What was I thinking?
That’s usually the reaction when you cast your mind back to a few of the things you got up to while you were overseas. You know that time when you went “tubing” in Laos and dived into the river half-cut? Or when you ran with the bulls in Pamplona after a huge night? Or when you rode a motorbike through the Thai jungle without a helmet on?
Travellers do crazy things overseas. There’s something about the sense of freedom when you’re away that makes people take risks they wouldn’t normally dream of attempting back home.
I’ve seen mild-mannered people get up to all sorts of stupid stuff when they’ve been travelling. They jump off high cliffs into the water. They ride in rickety old boats that look like they could sink at any minute. They take motorbike taxis through busy Asian streets. They hang out in dodgy bars that look like they could get raided at any minute.
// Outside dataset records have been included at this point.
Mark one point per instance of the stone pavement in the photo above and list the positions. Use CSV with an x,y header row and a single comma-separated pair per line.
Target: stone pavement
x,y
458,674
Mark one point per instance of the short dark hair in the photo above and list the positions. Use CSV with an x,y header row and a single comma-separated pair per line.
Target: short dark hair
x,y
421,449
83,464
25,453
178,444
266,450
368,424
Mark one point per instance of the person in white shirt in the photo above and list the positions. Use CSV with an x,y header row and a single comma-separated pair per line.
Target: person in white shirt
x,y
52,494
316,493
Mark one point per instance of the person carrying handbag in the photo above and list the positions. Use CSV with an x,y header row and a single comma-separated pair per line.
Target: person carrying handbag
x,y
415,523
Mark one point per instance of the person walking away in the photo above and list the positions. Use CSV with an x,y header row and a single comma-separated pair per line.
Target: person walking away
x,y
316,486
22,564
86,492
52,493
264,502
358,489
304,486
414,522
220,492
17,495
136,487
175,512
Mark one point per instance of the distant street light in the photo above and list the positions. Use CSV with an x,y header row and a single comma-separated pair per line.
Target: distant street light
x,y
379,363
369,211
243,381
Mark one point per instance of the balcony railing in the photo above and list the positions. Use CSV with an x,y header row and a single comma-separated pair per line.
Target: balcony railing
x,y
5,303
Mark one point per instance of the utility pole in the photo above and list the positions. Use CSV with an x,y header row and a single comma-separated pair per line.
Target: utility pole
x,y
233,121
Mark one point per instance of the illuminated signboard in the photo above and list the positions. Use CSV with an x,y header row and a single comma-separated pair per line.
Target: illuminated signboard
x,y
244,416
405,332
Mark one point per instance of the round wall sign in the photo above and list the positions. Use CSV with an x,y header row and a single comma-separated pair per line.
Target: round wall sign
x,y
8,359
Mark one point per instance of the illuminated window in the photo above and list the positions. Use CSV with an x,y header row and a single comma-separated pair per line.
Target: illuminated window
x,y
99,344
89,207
Why do we do it? Why do we take insane risks overseas when our at-home brain would tell us to shut that stuff down before you we up in hospital?
I have a theory about this, and it has to do with a completely made-up syndrome called “travellers’ invincibility”. This syndrome is the idea that when you’re travelling the normal rules don’t apply. Nothing can touch you. Nothing bad is ever going to happen.
The world doesn’t feel real when you’re travelling. There’s so much that’s different, so much that’s new, that you can just do whatever you want with no consequences. No one knows who you are. No one knows what you’re doing. No one is there to judge you or advise against doing anything. Go for it.
This is, after all, something people have been waiting a long time to do. New Zealand is an amazing place to live, but it also has a lot of rules, rules that can seem fairly stifling after a while.
You’re not allowed to do anything here. You can’t even cross the road in a J-shape. So you get desperate to leave and go to some country that doesn’t seem to have any rules at all and you can just do whatever you feel like.
You don’t have to wear a helmet on that scooter anymore, so you don’t. You don’t have to buy booze from an official retailer anymore, so you don’t. And even if you were a bit concerned, you’d just look around and you see everyone else doing these things and think, OK, sure, why not?
This doesn’t always work out so well. There’s story after story about travellers who’ve come unstuck overseas after doing something stupid. People get injured, they get sick, they get hospitalised, then get sent home.
But still, this isn’t something that should put you off. Travel should be about doing something different. It should be about taking acceptable risks. It should be about getting outside your comfort zone. Get out there and go crazy.
Just as long as you understand that the normal rules – including gravity – still apply.